An unseemly row is raging between author Naomi Klein and
some big environmental groups Klein made
the shocking
claim that they are more damaging to the fight against climate change than
climate change deniers, because of links with the corporations and their
dependence on the market.
Ian Pooley, vice-President of the Environmental Defence
Fund, has hit back, accusing
Klein of publicity-seeking and of "waging ideological warfare instead of
tackling climate change". He points to his own organisation's success in
campaigning for the US Clean Air Act as an example of how partnership with business
can work.
In reality, the Clean Air Act was passed in the teeth of
opposition from coal burners and was then watered down by George W. Bush.
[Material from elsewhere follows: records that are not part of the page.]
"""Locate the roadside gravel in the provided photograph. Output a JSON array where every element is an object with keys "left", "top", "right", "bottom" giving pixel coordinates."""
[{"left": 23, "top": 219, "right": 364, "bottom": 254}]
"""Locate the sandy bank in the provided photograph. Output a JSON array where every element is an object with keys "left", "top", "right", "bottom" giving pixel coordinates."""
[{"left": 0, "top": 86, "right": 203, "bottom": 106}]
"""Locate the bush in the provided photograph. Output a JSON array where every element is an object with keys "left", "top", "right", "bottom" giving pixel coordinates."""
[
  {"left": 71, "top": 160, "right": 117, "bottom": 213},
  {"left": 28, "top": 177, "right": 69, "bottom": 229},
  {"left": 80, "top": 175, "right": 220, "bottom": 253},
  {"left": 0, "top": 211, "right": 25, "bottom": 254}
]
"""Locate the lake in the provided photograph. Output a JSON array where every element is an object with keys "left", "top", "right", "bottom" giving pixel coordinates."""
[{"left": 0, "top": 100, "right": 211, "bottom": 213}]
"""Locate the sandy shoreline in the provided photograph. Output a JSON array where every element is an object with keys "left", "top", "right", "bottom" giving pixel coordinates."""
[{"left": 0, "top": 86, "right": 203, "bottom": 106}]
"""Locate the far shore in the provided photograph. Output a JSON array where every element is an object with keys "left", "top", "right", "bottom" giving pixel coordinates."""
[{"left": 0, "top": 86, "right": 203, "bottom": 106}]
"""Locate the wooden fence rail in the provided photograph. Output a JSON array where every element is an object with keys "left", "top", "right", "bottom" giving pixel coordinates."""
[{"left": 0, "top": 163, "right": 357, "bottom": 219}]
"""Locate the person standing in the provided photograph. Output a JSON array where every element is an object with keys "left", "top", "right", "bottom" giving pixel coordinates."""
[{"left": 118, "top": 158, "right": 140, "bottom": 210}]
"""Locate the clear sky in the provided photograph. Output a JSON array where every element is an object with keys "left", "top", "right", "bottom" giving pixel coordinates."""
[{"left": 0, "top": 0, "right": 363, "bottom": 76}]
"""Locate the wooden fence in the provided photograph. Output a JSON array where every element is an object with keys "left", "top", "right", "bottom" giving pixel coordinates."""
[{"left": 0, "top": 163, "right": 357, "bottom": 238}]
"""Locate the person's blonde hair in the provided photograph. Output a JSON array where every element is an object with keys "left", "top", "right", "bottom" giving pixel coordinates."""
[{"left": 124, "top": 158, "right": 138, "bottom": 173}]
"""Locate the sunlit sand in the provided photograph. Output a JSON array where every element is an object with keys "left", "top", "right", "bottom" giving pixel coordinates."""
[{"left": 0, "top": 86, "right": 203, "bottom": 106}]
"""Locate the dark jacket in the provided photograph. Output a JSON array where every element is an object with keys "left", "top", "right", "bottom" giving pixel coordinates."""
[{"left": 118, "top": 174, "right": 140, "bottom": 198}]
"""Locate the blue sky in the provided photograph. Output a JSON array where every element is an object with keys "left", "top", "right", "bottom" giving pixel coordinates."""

Now
President Obama has reneged on a promise to reverse that, because of the need
to reduce regulatory burdens on business during the "recovery".
In other words the drive for growth and profits will always
trump environmental benefit, and gains can always be reversed.
So what is Klein's alternative view? She believes that
climate change is "potentially the biggest disaster-capitalism free-for-all
that we've seen yet". "Disaster capitalism", is Klein's term for
corporations making huge profits out of crises.
In Shock Doctrine
she even suggested that the corporations organised crises to provide fresh
opportunities or as a cover for forcing through unpopular policies. But surely capitalism
is not just one big conspiracy and on the whole prefers consumers who are alive
and waged?
In any case, Klein suggests that corporations and
governments have a real grip on the situation, and can manipulate situations at
will. In fact, as the crash of 2007-8 demonstrated, they often have no idea
what is really going on within their own system and cannot control the outcomes
of market forces at will.
So how should people fight back against this allegedly
clever and manipulative system? Klein says that in responding to climate change
we can "rebuild the public sphere, strengthen our communities, have work
with dignity and address the financial crisis and the ecological crisis at the
same time. But I think it’s by building coalitions with people, not with
corporations, that you are going to get those wins."
Klein highlights as an example the coalition of 100
environmental groups who are calling on the EU to scrap the failed carbon
trading system and "start really talking about cutting emissions at home
instead of doing this shell game".
But how is that different from what Poole and the EDF
advocate? It still leaves us dependent on corporations and governments that serve
them. In the one case the goal is to achieve it through regulation and in the
other through pressure from below. But both these approaches leave the
capitalist system, the cause of the eco-social crisis, untouched.
As former Bolivian ambassador to the UN Pablo Solon writes:
"The preservation of nature and the rights of Mother Earth cannot be based
on the expectation that the capitalist world will pay for it based on their
environmental debt or that the payment will come without conditions and strings
attached.
"Yes, it is the right and just thing to demand as they
have historical responsibility and the polluter needs to pay. The reality
though is that we will never be able to make the capitalists pay until we
defeat and replace the capitalist system."
In the end the row between Klein and Poole is a fight in an
empty house, where two almost identical visions argue over marginal differences.
At least the EDF recognises that we need to fundamentally change
our economy, industry and mode of production. Of course their efforts to do this
within the system cannot succeed, but then endless protest and activism cannot
do it either.
As Solon says: "Defending the rights of nature cannot
be based on the promise of compensation. Nature, in the first place, is not a
bargaining chip. Nature is not only our home, we belong to nature."
We must aim for a revolutionary transformation in the way we
relate to nature, and to do that we must end the capitalism system of
unfettered exploitation, once and for all.